Molti degli eroi della cultura pop di questi anni sono stati antieroi. Personaggi che vagavano in una realtà che si andava via via spogliando di significato e futuro. L’unica forma di reazione di questi personaggi a questa condizione era quello di opporre una strenua forma di ironia. Qual’era il senso di questa ironia? Credo che sia meglio partire dalle premesse. Quelle fondamentali credo fossero presso a poco queste: so di non avere futuro, che non vivo nel migliore dei mondi possibili, e se c’era un Palazzo d’Inverno l’hanno già assaltato. Hanno provato a sconfiggere i vecchi zar e cosa ne è venuto fuori? Che il Palazzo d’inverno è ancora in piedi, che pure quando qualcuno dei vecchi “padroni del vapore” è stato sconfitto, i rivoluzionari sono corsi a ricoprirsi delle antiche vesti degli “oppressori”. Poi?

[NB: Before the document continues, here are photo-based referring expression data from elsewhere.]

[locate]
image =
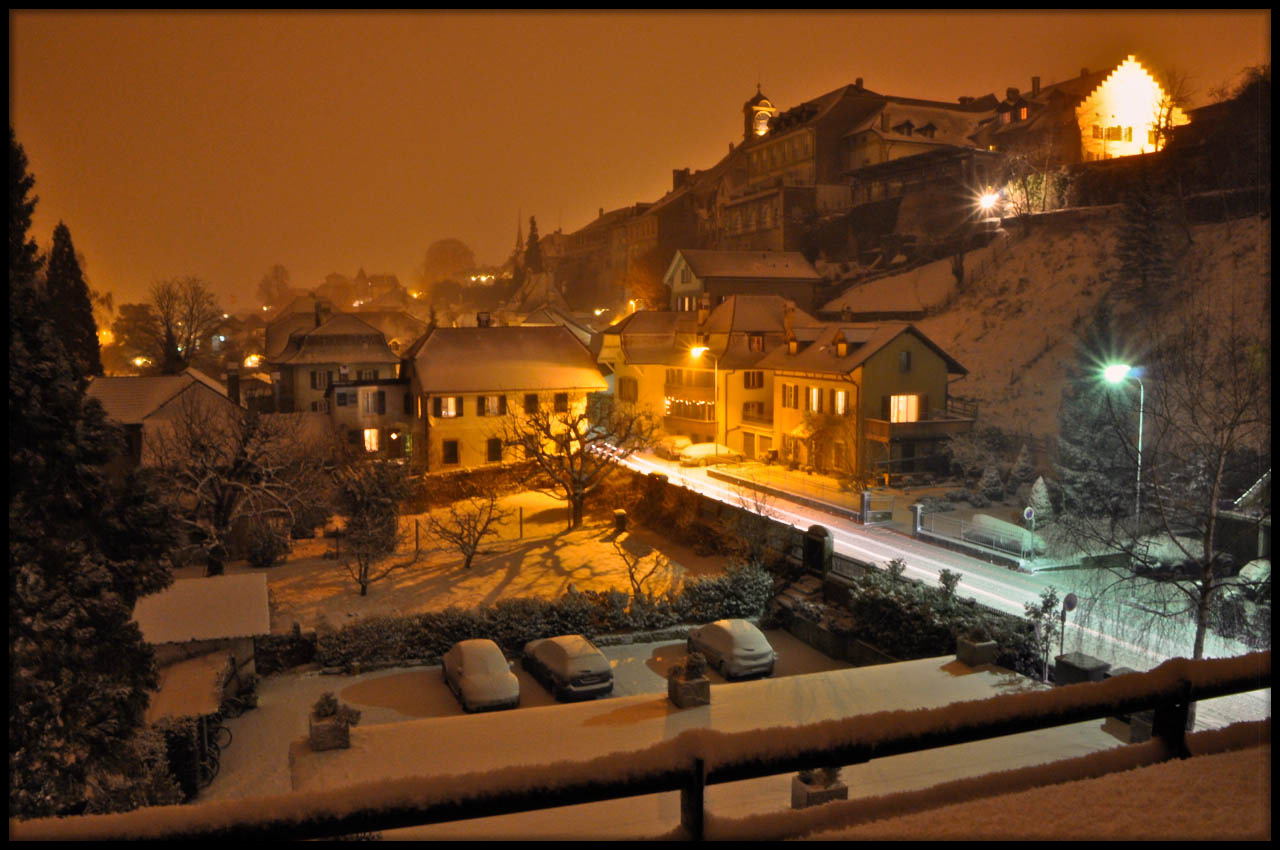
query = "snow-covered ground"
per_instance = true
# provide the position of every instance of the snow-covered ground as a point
(540, 558)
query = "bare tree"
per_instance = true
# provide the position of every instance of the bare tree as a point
(186, 314)
(576, 448)
(469, 521)
(638, 574)
(225, 465)
(369, 494)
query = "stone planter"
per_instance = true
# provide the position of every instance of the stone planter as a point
(329, 732)
(976, 653)
(686, 693)
(803, 795)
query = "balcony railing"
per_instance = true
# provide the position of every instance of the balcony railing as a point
(696, 758)
(926, 429)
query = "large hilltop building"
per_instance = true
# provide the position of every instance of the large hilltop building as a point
(856, 174)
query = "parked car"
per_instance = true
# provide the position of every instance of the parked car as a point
(671, 447)
(734, 647)
(570, 666)
(708, 455)
(480, 676)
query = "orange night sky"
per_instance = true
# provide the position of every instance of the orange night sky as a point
(218, 145)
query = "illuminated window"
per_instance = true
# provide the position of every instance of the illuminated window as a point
(904, 408)
(629, 389)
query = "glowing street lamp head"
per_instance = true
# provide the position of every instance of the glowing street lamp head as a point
(1115, 373)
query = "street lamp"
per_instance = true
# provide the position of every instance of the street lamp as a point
(695, 352)
(1116, 373)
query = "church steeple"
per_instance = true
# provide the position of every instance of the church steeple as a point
(757, 114)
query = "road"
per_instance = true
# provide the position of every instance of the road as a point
(1114, 635)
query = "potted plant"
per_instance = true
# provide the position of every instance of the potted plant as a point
(329, 723)
(688, 684)
(817, 786)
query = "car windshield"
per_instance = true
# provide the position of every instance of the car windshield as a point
(485, 663)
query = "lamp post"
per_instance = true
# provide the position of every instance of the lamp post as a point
(696, 352)
(1116, 373)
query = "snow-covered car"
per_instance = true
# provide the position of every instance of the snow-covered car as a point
(480, 676)
(671, 447)
(570, 666)
(734, 647)
(708, 455)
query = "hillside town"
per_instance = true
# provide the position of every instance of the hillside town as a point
(905, 426)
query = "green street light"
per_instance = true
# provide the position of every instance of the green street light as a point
(1116, 373)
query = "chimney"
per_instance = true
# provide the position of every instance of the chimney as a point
(233, 383)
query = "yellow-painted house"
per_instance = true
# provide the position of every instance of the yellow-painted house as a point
(465, 384)
(862, 400)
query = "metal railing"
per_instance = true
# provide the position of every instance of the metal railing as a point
(686, 763)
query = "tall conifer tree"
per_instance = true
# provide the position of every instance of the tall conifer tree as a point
(82, 548)
(73, 311)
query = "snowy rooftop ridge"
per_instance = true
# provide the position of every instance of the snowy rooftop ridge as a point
(205, 609)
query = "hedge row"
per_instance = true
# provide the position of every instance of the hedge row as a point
(741, 592)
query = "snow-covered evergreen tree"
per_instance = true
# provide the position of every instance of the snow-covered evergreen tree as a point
(82, 548)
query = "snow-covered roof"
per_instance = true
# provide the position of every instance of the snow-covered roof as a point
(129, 400)
(782, 265)
(864, 339)
(520, 357)
(342, 338)
(205, 609)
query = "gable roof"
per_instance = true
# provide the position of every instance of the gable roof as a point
(131, 400)
(342, 338)
(773, 265)
(864, 341)
(517, 357)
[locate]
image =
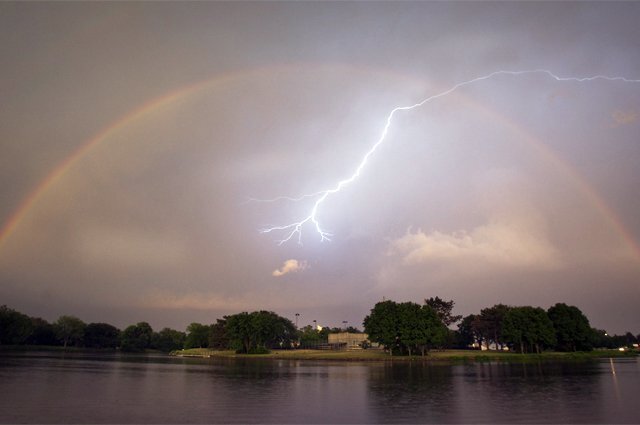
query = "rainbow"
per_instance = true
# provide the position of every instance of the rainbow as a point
(219, 80)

Poi sono stati eretti altri steccati. Tutti si sono riconosciuti come liberi e indipendenti, cosa se ne è cavato? Maggiore consapevolezza? No, probabilmente abbiamo assistito alla prima generazione senza una prospettiva che travalicasse la propria esistenza. All’incapacità di portare avanti modelli di convivenza, progetti di ingegneria sociale, in alcuni casi, anche famiglie ed affetti. Molti dei nostri padri (non i miei, e sicuramente non tutti) sono stati i primi a far proprio il motto “Il mondo inizia e finisce con me”. Le conseguenze politiche, economiche e ambientali di questo atteggiamento sono sotto gli occhi di tutti. Sia chiaro, non si stanno facendo processi. Le attenuanti sono molte e le conquiste reali. Quella che ci precede è stata la prima generazione che ha dovuto fare i conti con la cultura consumistica, la prima nelle quali la donna è stata considerata qualcosa in più di un semplice oggetto domestico, la prima in cui minoranze oppresse da secoli hanno avuto voce, solo per fare qualche esempio. Ma chi, come me, è arrivato dopo, e si è trovato a confrontarsi con quella generazione sui banchi di scuola, a lavoro e nei circuiti culturali, ha sviluppato quasi sempre un senso di profonda disillusione.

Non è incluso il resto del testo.